Präsident Petro Poroschenko und der Ökumenische Patriarch Bartholomäus I von Konstantinopel haben einen Vertrag über “Zusammenarbeit und Interaktion zwischen der Ukraine und dem Ökumenischen Patriarchat von Konstantinopel” unterzeichnet.

“Der Vertrag, den wir heute unterzeichnet haben, bietet alle Voraussetzungen zur Vorbereitung der Einberufung eines Konzils mit dem Ziel, den Tomos (Erlass über die Autokephalie der Kirche – Anmerkung der Redaktion) in eine strikte Übereinstimmung mit den Kanones der orthodoxen Kirche zu bringen. Ich gratuliere Ihnen allen zur Unterzeichnung dieses Vertrags. Ich möchte betonen, dass der 3. November ein historischer Tag für die Gründung der Ukrainischen Autokephalen Orthodoxen Kirche ist”, sagte Petro Poroschenko.

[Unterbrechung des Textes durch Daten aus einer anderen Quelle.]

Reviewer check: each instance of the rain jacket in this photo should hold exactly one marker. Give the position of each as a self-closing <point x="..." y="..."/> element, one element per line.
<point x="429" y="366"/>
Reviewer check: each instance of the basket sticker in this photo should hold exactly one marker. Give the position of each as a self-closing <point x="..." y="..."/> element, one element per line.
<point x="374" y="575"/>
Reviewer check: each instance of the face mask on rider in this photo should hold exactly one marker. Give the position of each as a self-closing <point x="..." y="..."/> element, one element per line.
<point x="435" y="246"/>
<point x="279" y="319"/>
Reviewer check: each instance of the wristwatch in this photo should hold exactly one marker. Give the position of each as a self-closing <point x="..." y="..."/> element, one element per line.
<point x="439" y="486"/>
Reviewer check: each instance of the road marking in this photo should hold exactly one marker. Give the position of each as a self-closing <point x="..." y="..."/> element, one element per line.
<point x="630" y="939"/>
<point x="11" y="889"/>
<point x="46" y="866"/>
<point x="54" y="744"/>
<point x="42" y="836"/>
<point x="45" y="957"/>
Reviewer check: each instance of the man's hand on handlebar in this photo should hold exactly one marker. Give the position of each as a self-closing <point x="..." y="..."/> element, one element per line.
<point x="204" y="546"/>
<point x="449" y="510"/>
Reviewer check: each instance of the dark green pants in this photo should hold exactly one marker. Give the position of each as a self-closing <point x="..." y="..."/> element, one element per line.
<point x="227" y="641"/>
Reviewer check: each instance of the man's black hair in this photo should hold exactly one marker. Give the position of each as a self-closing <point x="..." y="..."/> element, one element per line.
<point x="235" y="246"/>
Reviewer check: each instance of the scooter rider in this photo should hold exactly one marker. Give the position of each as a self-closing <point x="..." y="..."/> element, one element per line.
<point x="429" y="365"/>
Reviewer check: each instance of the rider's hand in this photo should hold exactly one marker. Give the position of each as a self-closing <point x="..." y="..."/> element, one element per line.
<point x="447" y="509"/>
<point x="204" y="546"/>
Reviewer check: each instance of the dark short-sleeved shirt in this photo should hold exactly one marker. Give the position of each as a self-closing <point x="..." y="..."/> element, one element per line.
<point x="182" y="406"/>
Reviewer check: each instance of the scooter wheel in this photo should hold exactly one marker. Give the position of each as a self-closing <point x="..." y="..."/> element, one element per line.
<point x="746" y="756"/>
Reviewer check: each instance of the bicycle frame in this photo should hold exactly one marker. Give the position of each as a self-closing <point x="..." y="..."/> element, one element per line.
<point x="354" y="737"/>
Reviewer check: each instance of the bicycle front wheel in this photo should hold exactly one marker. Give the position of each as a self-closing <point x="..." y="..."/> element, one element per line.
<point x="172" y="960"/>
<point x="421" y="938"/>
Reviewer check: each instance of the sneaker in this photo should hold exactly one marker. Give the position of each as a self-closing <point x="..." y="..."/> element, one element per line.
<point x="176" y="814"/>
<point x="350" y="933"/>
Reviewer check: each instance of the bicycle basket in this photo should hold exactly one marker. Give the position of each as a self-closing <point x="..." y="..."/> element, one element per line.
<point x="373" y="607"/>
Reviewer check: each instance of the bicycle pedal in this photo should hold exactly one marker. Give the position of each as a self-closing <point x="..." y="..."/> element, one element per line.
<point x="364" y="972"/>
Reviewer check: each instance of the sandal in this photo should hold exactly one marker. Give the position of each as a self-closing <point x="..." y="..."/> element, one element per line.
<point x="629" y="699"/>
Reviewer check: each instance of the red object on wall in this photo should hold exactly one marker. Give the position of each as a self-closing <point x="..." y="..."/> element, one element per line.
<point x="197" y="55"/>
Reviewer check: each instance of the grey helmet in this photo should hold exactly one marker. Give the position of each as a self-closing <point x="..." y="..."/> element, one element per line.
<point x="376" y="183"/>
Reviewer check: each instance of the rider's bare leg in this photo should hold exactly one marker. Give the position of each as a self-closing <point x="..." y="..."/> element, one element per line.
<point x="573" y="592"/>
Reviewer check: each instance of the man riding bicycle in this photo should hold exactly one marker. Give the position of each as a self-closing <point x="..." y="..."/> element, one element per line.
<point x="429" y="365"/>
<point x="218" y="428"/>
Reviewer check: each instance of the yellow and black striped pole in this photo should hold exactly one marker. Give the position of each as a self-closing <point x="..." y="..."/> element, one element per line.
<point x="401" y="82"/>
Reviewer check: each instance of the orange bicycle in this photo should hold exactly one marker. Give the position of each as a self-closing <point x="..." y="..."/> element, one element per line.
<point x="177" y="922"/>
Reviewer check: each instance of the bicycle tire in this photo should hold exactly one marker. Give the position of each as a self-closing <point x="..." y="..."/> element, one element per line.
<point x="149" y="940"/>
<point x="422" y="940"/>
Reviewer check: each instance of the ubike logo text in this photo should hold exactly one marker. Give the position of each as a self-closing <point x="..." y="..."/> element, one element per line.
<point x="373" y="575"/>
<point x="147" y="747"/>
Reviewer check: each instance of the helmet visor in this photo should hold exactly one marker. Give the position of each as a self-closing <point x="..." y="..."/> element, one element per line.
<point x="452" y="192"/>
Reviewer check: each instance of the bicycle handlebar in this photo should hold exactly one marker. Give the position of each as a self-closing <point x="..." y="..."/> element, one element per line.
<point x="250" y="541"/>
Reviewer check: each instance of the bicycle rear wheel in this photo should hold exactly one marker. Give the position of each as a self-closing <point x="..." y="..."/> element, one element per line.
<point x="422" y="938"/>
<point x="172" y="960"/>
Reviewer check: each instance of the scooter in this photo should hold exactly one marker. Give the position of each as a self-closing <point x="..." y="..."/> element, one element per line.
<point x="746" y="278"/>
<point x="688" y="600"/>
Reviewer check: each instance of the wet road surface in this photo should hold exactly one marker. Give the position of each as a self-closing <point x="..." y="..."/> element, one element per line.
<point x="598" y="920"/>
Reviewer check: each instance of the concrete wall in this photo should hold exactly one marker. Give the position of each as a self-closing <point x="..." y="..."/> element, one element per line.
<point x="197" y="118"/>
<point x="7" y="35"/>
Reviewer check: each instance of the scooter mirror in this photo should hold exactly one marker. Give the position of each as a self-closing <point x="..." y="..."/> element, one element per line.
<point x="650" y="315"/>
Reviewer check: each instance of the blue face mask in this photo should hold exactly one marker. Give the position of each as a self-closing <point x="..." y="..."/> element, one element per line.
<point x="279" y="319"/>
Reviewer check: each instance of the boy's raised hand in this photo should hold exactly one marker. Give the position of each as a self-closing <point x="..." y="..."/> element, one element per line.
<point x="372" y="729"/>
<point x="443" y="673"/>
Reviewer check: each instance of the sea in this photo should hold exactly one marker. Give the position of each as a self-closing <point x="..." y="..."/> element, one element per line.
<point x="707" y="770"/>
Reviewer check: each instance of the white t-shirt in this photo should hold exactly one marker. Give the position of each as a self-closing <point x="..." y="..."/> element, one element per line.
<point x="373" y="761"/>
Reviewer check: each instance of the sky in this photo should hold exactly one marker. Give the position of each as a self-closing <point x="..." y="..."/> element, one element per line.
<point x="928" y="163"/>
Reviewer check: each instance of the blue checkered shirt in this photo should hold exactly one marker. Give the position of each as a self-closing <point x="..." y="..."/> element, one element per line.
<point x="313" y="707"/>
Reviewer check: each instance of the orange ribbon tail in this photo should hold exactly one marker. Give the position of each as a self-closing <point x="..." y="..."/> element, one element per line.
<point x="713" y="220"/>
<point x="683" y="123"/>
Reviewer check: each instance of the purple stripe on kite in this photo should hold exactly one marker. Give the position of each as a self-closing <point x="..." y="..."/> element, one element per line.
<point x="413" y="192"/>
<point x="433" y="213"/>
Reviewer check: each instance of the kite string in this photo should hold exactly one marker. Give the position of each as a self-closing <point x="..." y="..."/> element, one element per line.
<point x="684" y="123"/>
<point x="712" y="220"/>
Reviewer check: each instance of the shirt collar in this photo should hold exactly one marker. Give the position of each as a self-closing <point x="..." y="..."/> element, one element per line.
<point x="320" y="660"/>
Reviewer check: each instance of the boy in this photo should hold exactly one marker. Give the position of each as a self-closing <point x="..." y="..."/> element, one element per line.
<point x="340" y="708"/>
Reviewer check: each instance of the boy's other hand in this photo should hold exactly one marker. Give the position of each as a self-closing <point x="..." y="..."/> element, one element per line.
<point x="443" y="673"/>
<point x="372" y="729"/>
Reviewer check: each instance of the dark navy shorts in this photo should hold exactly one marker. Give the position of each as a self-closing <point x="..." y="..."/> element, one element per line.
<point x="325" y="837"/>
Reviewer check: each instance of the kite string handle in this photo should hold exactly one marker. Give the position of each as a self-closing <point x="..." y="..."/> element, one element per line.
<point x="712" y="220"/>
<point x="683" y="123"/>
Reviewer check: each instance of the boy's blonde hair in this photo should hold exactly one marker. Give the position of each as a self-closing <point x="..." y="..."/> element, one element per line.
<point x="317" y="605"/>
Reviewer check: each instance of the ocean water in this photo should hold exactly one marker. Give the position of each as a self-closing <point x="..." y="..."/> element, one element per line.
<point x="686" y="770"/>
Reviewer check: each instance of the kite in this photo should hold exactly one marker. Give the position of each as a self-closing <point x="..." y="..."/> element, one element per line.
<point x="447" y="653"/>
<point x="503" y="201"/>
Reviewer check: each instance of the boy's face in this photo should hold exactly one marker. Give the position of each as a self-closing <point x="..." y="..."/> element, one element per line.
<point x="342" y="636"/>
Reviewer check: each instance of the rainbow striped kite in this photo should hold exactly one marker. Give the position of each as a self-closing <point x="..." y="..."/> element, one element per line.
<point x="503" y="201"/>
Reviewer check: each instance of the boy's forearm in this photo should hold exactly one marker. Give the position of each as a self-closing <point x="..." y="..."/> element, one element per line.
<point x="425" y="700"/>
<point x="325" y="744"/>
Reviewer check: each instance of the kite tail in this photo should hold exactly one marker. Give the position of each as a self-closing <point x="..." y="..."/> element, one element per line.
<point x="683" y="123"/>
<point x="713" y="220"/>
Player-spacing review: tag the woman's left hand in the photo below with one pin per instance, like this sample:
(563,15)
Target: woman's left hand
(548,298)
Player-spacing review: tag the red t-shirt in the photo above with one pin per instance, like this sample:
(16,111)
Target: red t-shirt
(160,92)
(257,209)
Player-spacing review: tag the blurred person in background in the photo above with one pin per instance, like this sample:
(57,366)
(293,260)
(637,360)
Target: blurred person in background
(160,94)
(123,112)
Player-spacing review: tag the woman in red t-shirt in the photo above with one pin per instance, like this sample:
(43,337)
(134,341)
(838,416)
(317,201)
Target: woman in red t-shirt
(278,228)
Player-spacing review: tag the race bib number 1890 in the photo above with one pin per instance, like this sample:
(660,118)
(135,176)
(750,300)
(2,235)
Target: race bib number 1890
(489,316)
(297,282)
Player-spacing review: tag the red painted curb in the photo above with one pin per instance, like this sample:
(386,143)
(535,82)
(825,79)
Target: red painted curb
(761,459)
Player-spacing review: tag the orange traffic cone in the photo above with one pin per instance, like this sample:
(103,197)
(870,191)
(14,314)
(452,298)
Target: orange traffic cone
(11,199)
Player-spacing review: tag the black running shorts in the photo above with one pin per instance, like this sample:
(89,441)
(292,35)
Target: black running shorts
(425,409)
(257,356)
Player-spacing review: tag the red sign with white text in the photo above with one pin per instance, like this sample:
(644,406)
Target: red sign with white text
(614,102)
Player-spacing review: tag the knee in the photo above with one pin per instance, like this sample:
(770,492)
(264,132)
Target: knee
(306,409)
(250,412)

Er fügte hinzu: “Ich fordere die Ukrainer auf, für Frieden zu beten, für die Einheit der ukrainischen Kirche, damit der Herr keine Provokationen zulässt, die von unseren Feinden angestrebt werden, dass kein Blutvergießen zugelassen wird. Wir werden unser Möglichstes tun, um den Prozess der Übergabe des Tomos an die Ukrainische Kirche durch Seine Allheiligkeit, den Patriarchen Bartholomäus, so schnell wie möglich zum Abschluss zu bringen”, sagte das Staatsoberhaupt.

Auch der Ökumenische Patriarch Bartholomäus sprach von einem wichtigen historischen Moment für die bilateralen Beziehungen und für die Orthodoxie insgesamt. “Wir haben gerade den Kooperationsvertrag zwischen dem Ökumenischen Patriarchat und der Ukraine unterzeichnet. Dieser Vertrag wird dazu beitragen, die Verleihung der Autokephalie für die Orthodoxe Kirche in der Ukraine zu beschleunigen”, sagte Patriarch Bartholomäus. Seine Allheiligkeit betonte ferner: “Dieses Recht auf eine autokephale Kirche und dieser Wunsch, den Sie seit vielen Jahren gehegt haben, wird in diesen Tagen wahr.” Genau wie andere Nationen des Balkans, die eine Autokephalie von der Mutterkirche erhielten, habe auch die Ukraine dieses Recht. “Es ist ein ausschließliches Recht der Mutterkirche, eine Autokephalie zu gewähren, wenn sie dies für zweckmäßig hält, wenn alle Bedingungen für diesen Prozess erfüllt sind”, unterstrich der Ökumenische Patriarch.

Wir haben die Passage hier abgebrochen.